I am inspecting a condo project in CA and they are using a smart house system. They landed both low and line voltage cables in the same plastic(Carlon) boxes. I am pretty sure that this is a code violation but I need some help locating the correct code section.


----------



## Speedy Petey (Jan 10, 2007)

You won't find it. The old no low voltage mixed with line voltage rule is not so cut and dry. 
The reason you can do it has to do with insulation rating, not so much the voltage voltage. Here is the applicable text:

_All conductors shall have an insulation rating equal to at least the maximum circuit voltage applied to any conductor within the enclosure, cable, or raceway.

_Are you an electrical inspector?


----------



## makita1 (Mar 27, 2008)

I am, however I am relatively new. I am doing this resaerch so that I can make informed calls in the field rather than quickly approving or denying something because it looks different.


----------



## Speedy Petey (Jan 10, 2007)

Very good.
Welcome to the site!


----------



## Idaho Abe (Nov 28, 2007)

*Welcome to the forum*

Welcome Makita I am an electrical inspector in Idaho. Glad you are asking questions.


----------



## Speedy Petey (Jan 10, 2007)

I forgot to add. I see from your other post that this is a Smart House system. I have sen that stuff but never used it. I do know it is a bundled cable. I think by it's nature the conductors would need to be similar in rating, regardless of where they land.
You also have to be concerned with separation in the boxes.


----------



## a-bulb (Feb 13, 2008)

With the Lutron lighting control systems for the vario system switches Lutron makes keypad cable that is 600 v rated. You can run the 600v cable in the box or use the regular keypad wire and stub it out just above the box on the outside. you can have the control wires on the switch come out the back or route them out and then back in through a hole they provide on the yolk for this purpose. I see lots of guys running L.V keypad wire in the box with the line and the inspectors never catch it.

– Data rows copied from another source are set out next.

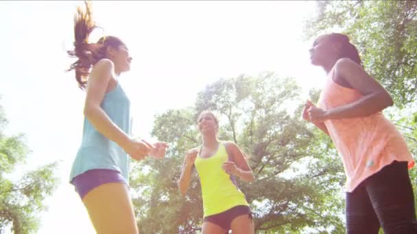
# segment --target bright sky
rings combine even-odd
[[[46,201],[38,233],[94,233],[68,183],[84,94],[74,73],[64,72],[72,61],[65,49],[80,4],[0,1],[0,105],[7,133],[25,133],[32,150],[19,171],[60,161],[60,183]],[[93,7],[105,34],[123,40],[134,58],[121,83],[132,103],[136,135],[149,136],[154,114],[193,105],[197,92],[220,78],[274,71],[295,77],[303,97],[322,83],[323,71],[309,63],[311,42],[301,39],[313,1],[109,1]]]

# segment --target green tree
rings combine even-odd
[[[274,73],[242,75],[208,86],[193,108],[156,116],[152,134],[171,144],[165,159],[133,167],[131,187],[141,231],[193,233],[200,229],[197,176],[194,173],[185,198],[177,181],[184,153],[201,144],[195,118],[203,109],[219,117],[219,138],[236,142],[248,155],[256,181],[238,183],[253,209],[258,233],[296,233],[307,227],[318,233],[343,230],[343,218],[337,215],[343,205],[340,199],[332,200],[344,179],[340,164],[317,160],[332,161],[336,155],[315,137],[320,133],[301,120],[299,91],[293,79]]]
[[[4,111],[0,106],[0,232],[34,233],[38,230],[39,213],[47,207],[45,198],[56,187],[53,176],[56,163],[26,172],[19,181],[8,179],[18,169],[29,153],[23,134],[3,134],[7,125]]]
[[[306,38],[333,31],[349,35],[365,69],[402,107],[417,97],[417,1],[318,1]]]

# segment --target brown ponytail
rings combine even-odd
[[[106,57],[107,47],[118,48],[119,45],[124,44],[114,36],[104,36],[97,43],[88,43],[88,36],[97,27],[93,20],[91,1],[84,1],[84,3],[85,11],[79,6],[74,16],[74,49],[67,51],[70,57],[78,58],[67,71],[75,70],[75,79],[81,89],[86,86],[90,68]]]

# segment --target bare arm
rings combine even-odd
[[[184,163],[182,164],[182,170],[181,170],[181,176],[178,181],[178,188],[182,196],[187,194],[187,190],[190,185],[191,180],[191,173],[193,172],[193,166],[194,161],[198,153],[197,148],[189,150],[184,157]]]
[[[335,66],[335,75],[344,77],[364,97],[352,103],[329,109],[327,112],[329,118],[368,116],[394,104],[387,90],[353,61],[342,59]]]
[[[312,121],[310,120],[309,117],[309,114],[307,112],[307,110],[311,106],[314,106],[314,104],[313,104],[309,100],[307,100],[307,102],[305,104],[305,105],[304,107],[304,109],[302,111],[302,118],[304,118],[304,120],[306,120],[306,121],[311,122],[315,127],[317,127],[319,129],[322,130],[324,133],[326,133],[326,134],[327,134],[327,135],[329,135],[329,131],[327,130],[327,127],[326,127],[326,125],[324,125],[324,122],[312,122]]]
[[[246,157],[240,148],[233,142],[227,142],[226,147],[228,153],[231,154],[230,156],[233,157],[233,161],[224,163],[223,164],[223,169],[228,174],[238,176],[243,181],[252,182],[254,181],[255,178],[252,169],[249,166]]]

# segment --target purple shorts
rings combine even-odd
[[[76,176],[71,181],[81,199],[94,188],[108,183],[128,184],[119,172],[110,169],[88,170]]]

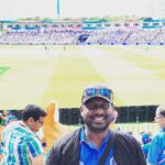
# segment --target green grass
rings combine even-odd
[[[62,55],[54,59],[54,72],[43,102],[57,100],[61,107],[79,107],[82,89],[94,82],[105,82],[105,79],[86,57],[80,54]]]
[[[0,67],[0,76],[8,72],[10,67]]]
[[[19,109],[56,100],[61,108],[79,107],[82,89],[94,82],[113,89],[117,106],[165,103],[164,54],[163,46],[51,46],[50,53],[0,46],[0,105]]]

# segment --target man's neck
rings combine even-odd
[[[102,141],[105,140],[108,133],[109,133],[109,129],[107,129],[103,132],[96,133],[96,132],[91,132],[88,128],[85,128],[85,134],[87,141],[92,142],[97,148],[101,145]]]

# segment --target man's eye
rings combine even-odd
[[[88,109],[96,109],[96,106],[95,105],[88,105],[87,108]]]

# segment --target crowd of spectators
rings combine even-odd
[[[86,35],[86,40],[79,40]],[[4,32],[0,35],[0,44],[106,44],[106,45],[164,45],[164,29],[125,29],[125,30],[81,30],[50,32]]]

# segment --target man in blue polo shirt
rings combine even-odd
[[[152,140],[147,154],[147,164],[165,165],[165,106],[160,106],[156,109],[155,121],[161,128],[161,132]]]

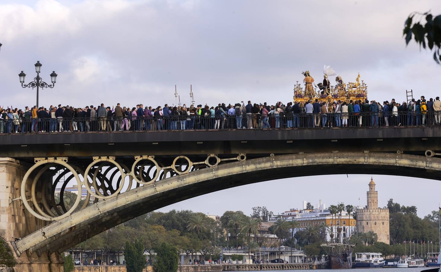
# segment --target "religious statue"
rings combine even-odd
[[[340,76],[337,76],[335,78],[335,81],[337,83],[337,85],[335,85],[336,93],[338,95],[339,97],[343,97],[346,95],[346,84],[343,82],[343,79]]]
[[[314,97],[315,93],[312,87],[314,78],[310,75],[309,71],[302,72],[302,74],[305,76],[305,79],[303,79],[303,82],[305,83],[305,96],[307,97]]]
[[[325,94],[329,94],[329,89],[331,88],[331,83],[329,83],[329,79],[328,79],[328,76],[335,76],[336,74],[335,73],[335,71],[331,68],[331,66],[327,66],[325,65],[323,65],[323,78],[324,78],[323,79],[323,83],[318,85],[320,89],[321,90],[320,94],[322,95]]]

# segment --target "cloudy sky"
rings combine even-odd
[[[411,12],[429,10],[441,14],[441,2],[1,0],[0,105],[35,104],[35,90],[22,88],[17,75],[24,70],[26,81],[31,80],[37,60],[46,81],[52,71],[59,75],[55,88],[40,92],[40,105],[47,107],[173,104],[175,84],[187,104],[190,84],[197,103],[286,102],[296,81],[302,79],[301,72],[309,70],[319,82],[324,64],[346,82],[359,72],[371,99],[402,101],[410,89],[415,97],[434,97],[440,94],[434,86],[441,67],[430,52],[414,43],[406,47],[402,35]],[[247,212],[261,205],[282,212],[288,205],[300,207],[299,191],[305,200],[318,202],[318,190],[326,203],[355,204],[359,196],[363,203],[370,178],[268,181],[173,207],[197,210],[201,201],[209,200],[213,205],[201,211],[219,214],[237,207]],[[307,178],[314,181],[313,187],[305,185]],[[332,196],[325,183],[330,179],[336,188],[344,185]],[[441,190],[437,182],[376,179],[381,205],[393,197],[418,204],[424,215],[438,204],[425,197]],[[351,198],[348,192],[354,194]]]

Good job :thumbsup:


----------



## a-bulb (Feb 13, 2008)

2008 N.E.C 725.48A, 725.48B 1-4 May be the same with 2005, left that code book at the job.


----------



## Pierre Belarge (Feb 3, 2007)

a-bulb said:


> 2008 N.E.C 725.48A, 725.48B 1-4 May be the same with 2005, left that code book at the job.


 


In the 2005 NEC, there is reference close to where Peter quoted from. 300.3(C)

Look past the exception, and there is an FPN. The FPN refers one to 725.55. 725.55 has subsections (A) - (J).


725.55(D) applies to the OP's post.
It is very difficult to comply with the requirements here, but it can be done with care.
If you go to the LUTRON website, they have presented a page that deals with this very scenario. It shows by wording and an illustration how to install their system. Wait to you see how they have put this together.


----------